Es dauerte noch einige Tage, bis sich George wieder besser fühlte. Snape hatte ihm seinen Zustand schließlich durch einen Zusammenbruch seines Immunsystems kombiniert mit psychischer Anspannung – unausgesprochen vermutlich durch den Tod seines Bruders und die finanzielle Schieflage des Ladens – erläutert. Körper und Geist hatten ihn schlichtweg zu einer Auszeit gezwungen. Und letzten Endes, so musste George doch zugeben, hatte sie ihm gut getan. Insbesondere, weil Snape seiner Mutter nicht Bescheid gegeben hatte – vermutlich aus dem egoistischen Grund, dass er sich sonst in dem Haus nicht mehr hätte frei bewegen können, da er immer noch nicht bereit war, sich mit einer vollständigen Rückkehr in die Zaubererwelt anzufreunden; er sagte, ihm reichten die Menschen, die bisher von seinem Überleben wüssten – und dieser Krankheitszustand wirklich Erholung mit sich brachte. Abgesehen von den peinlich-unangenehmen Situationen mit Snape, die sich noch das eine ums andere Mal wiederholten, aber nicht das Niveau des Toilettenzusammenbruchs und der Teekannenkatastrophe erreichten. Zum Glück, wie George fand. Es würde ja noch fehlen, wenn er sich noch einmal so tief fallen ließ und derart zum Deppen machte.

Und Snape entpuppte sich als eine recht angenehme Krankenschwester. Er war nicht aufdringlich, allerdings bestimmt, aber dennoch bevormundete er nicht. Gut, seine Tränke konnten etwas mehr Geschmack vertragen, aber irgendwer hatte mal gesagt, dass Medizin bitter schmecken musste, um zu helfen. Vermutlich hatte er sich das als Wahlspruch ins Gehirn tätowieren lassen.

So oder so – zum nächsten Wochenende hin fühlte sich George wieder richtig fit. Fit genug, um im Hinterzimmer weiterzuarbeiten.
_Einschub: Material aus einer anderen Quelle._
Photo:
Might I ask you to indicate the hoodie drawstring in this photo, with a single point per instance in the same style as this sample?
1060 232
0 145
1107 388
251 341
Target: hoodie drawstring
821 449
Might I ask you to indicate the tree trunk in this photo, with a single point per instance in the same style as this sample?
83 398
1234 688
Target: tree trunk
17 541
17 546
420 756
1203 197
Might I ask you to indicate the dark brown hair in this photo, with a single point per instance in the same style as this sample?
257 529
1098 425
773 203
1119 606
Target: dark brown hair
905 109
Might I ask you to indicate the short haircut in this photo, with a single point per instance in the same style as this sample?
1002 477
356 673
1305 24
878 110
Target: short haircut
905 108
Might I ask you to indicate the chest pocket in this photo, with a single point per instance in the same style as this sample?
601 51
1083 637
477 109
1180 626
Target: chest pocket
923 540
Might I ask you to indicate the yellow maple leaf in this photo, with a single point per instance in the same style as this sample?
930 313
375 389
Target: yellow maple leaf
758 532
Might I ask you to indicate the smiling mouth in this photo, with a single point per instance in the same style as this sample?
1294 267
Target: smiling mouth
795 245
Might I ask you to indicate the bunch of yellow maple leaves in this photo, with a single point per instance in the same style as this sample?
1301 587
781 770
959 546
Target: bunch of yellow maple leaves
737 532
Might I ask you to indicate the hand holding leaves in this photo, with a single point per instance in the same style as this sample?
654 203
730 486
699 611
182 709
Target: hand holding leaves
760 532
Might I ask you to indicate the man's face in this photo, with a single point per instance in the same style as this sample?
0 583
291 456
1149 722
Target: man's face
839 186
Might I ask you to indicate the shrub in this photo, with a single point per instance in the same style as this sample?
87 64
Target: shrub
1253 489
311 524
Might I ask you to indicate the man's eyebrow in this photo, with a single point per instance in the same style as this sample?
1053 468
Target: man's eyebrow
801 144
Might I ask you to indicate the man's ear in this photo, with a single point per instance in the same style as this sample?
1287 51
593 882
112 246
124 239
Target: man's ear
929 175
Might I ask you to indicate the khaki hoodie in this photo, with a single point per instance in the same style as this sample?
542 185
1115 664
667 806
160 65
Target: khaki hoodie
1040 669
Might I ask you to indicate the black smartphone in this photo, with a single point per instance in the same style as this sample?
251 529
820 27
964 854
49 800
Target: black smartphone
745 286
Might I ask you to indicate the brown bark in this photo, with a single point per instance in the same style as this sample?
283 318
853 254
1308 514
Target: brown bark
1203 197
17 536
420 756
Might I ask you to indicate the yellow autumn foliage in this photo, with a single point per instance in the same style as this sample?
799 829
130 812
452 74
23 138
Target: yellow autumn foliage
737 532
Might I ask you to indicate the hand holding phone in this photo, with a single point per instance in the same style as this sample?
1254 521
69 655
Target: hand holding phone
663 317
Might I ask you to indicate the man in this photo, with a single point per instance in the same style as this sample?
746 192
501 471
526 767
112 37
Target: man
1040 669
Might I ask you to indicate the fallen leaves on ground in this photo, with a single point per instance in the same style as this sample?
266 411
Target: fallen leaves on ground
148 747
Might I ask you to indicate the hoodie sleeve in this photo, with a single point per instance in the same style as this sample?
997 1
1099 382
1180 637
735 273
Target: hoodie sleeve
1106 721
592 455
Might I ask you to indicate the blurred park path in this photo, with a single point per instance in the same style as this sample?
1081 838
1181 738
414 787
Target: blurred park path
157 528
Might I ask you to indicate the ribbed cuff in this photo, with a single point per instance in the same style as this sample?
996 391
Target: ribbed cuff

Motivationsschokolade, Ideenbonbons und Gutelaunedrops hatte er relativ bald abgeschlossen, sodass diese nun von Itodi in die Serienproduktion aufgenommen werden konnte. Die Hauselfe erwies sich dabei wirklich als Glücksfall, denn sie hatte einen irrsinnigen Spaß daran, diese Dinge zu produzieren und auf dieser Art zum Erhalt des Ladens, „ihres liebsten Zuhauses“, wie sie sagte, beizutragen. Nun widmete er sich wieder einer neuen Erfindung. Eine, zu der Snape ihn inspiriert hatte. Irgendwie neigte dieser dazu, ihm Ideen zu geben. So, wie die Schwarzsehschokolade oder die Augenbraue-heb-Cremebonbons. Es war, als wenn Snape allein eine wandelte Inspiration war. Einfach nur, indem er da war. Vielleicht ein winzig kleines bisschen wie bei Fred. Ein ganz winzig kleines bisschen. Wenn auch dieses kreative Zusammenspiel mit der daraus folgenden Explosion fehlte. Und das unbändige gemeinsame Lachen...

Mit Snape zu lachen, das wagte er sich noch nicht einmal vorzustellen. So etwas geschah nicht. Snape war kaum jemand, mit dem man lachen konnte.

Er schüttelte den Gedanken ab und widmete sich wieder seiner Zutatensammlung. Also, Basilikum als Verstärker, Silberkraut als Katalysator, Salmiak als Hauptträger. Und der Geschmack? Lakritz war gut, das passte zu der Idee. Dann fehlten noch die magischen Hauptzutaten und hier wurde es schwierig. Geriebene Flatterkäfer waren noch die leichteste Übung, dazu dann Löwenzahnsamen und dann...

Nachdenklich rieb er sich das Kinn. Er war sich nicht sicher, was noch dazukam und auch seine Zaubertränke- und Kräuterkundebücher sowie seine Arithmantikrechnungen halfen ihm nicht so recht weiter. Allerdings... Snape fragen? Er schob die Unterlippe vor.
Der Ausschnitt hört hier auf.